Thursday, March 19, 2009

Fake it 'til you make it ... unless that's going to break it


That title will appropriately be filed away under "Never write a self help book because people will quickly come to hate you". And I'm going with it anyway.


I got my first dose of "corporate life" in a foreign country, India, where acronyms flow like a river to the sea and the only thing that keeps these 2-to-45 letter "words" from becoming an entity unto themselves is the fact that there is no "i" in team - and acronyms? They just don't play well with others. That includes me.


I have always thought there is something winning about the phrase "fake it 'til you make it". Let me be clear that I don't mean to imply that credentials and skills aren't necessary. Here's how I see it: If you always say "I can't" to opportunities beyond your scope of knowledge (or SOK), you're saying no to the chance for a speed date with a skill set. Any language instructor will tell you that you'll learn faster and speak more confidently if you fully immerse yourself in both the language and the culture.
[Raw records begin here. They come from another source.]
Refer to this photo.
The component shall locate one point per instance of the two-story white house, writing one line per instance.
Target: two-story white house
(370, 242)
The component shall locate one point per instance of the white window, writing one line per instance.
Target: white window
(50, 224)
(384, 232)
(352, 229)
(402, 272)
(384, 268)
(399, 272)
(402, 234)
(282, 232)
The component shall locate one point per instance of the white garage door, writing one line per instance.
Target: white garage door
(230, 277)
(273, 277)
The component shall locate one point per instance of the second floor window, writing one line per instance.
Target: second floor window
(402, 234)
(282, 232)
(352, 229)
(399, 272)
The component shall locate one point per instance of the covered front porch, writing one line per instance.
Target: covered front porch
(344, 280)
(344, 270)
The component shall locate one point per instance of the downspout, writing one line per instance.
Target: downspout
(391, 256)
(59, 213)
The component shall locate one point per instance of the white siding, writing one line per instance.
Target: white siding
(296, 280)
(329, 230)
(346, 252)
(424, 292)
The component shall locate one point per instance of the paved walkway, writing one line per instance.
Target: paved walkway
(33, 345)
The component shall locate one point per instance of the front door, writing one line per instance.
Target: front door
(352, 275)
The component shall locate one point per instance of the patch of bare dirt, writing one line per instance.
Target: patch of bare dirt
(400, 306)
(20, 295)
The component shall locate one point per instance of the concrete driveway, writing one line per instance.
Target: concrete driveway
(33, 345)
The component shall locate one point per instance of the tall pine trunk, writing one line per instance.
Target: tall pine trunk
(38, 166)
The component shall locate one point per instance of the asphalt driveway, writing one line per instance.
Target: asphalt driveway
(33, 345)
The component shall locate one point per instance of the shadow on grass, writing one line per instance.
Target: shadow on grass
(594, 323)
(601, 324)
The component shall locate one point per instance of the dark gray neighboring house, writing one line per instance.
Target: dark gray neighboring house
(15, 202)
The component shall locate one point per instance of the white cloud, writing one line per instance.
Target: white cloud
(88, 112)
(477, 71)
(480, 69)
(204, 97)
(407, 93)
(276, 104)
But in the business world, it's a bit different. When you're at a new job it is part of the drill to be so overwhelmed with information that your eyes begin to glaze over at the mention of another process or strategy, or the 10,000th introduction. I guess that's what I mean when I use "fake it". Because no one gets it exactly right the first time. I can't tell you how many times in the past two weeks I've sat in a training session going "holy moses, I think I get it!", only to walk out to my cubicle and go wait, what was that about? And in the meantime I've also forgotten how doorknobs work. But you give it time to sink in, and the concept will come back. You'll "make" it.


Acronyms, however, are a different ballgame. You can't "fake" that, and you shouldn't try. I mistook what I thought was an "Indian thing" for what is actually a corporate thing. A Frankenstein language of portmanteaus and unjustifiable letter-pairings - NO! -
caboodlings, slathered together in a monstrous incongruity from all levels of every division, support group and project launch imaginable. AND YOU HAVE TO KNOW THEM ALL. Seriously. Just get it over with. Start an index. A gant chart. A Six Sigma Methodology for acronym documentation. Whatever. But don't glaze over those little buggers, or you're going to regret it when your boss comes screaming at you for not completing the DART, REFLM, tracker a la mode, etc. Bite the bullet and ask that it be spelled out - literally - when you have no idea what the iSPAWN division does (I Secretly Prance Around While Naked).

And good luck, friend. May the *GoFWo be with you.

*Gods of Fake Word-ology

2 comments:

Anonymous said...

fake word-ology!

I love it.

I made up a word..

"Cockle"

yep... funny story behind that.

Jaggu said...

Came across your blogspot while blogging. Nice blog you have got and I like the word "Fake Word-ology". :)
And you are right, we will survive till we fake something or the other. :-P. Anyways, I welcome you to my blog as this is the first time me visting yours.